Nov 19, 2013 07:59 GMT  ·  By

Another set of NSA documents got declassified on Monday, among which the secret order that allowed the National Security Agency to access Americans’ email and Internet data.

Among the many files that got unveiled, there’s also one pointing to the fact that one of the judges that are part of the Fisa court was concerned the NSA was continuously and systematically violating the limits set on the data collection program.

The order that allowed the NSA to spy on American citizens was revealed, but it is heavily redacted, as expected. The file shows that the court granted permission for the surveillance partly because of the type of devices that got used for the surveillance.

As mentioned, another court order reveals the judges noticed the NSA was overcollecting data. “The court recognizes that, by concluding that these definitions do not restrict the use of pen registers or trap-and-trace devices to communication facilities associated with individual users, it is finding that these definitions encompass an exceptionally broad form of collection,” wrote Kollar-Kotelly, former presiding judge of the Fisa court, in an opinion.

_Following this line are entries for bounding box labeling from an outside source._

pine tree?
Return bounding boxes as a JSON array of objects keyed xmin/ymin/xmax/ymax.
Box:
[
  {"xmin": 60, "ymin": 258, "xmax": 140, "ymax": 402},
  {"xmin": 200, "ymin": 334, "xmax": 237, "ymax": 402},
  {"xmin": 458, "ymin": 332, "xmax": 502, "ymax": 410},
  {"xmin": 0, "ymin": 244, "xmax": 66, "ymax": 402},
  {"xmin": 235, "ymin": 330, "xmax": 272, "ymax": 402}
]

It seems that data, including information from the “to,” “from,” and “bcc” lines of an email, gets collected and is stored “online” for 18 months, during which time the agency can look through it at any time. After the year and a half, the data gets moved to an “offline tape system” that was available to few officials of the agency.

As Kollar-Kotelly writes in one file, metadata enjoys no protection under the fourth amendment of the US constitution, something that gets established based on a 1979 decision taken by the Supreme Court.

The files weren’t declassified out of the goodness of the NSA’s heart, but rather because civil liberties groups pushed for transparency through lawsuits.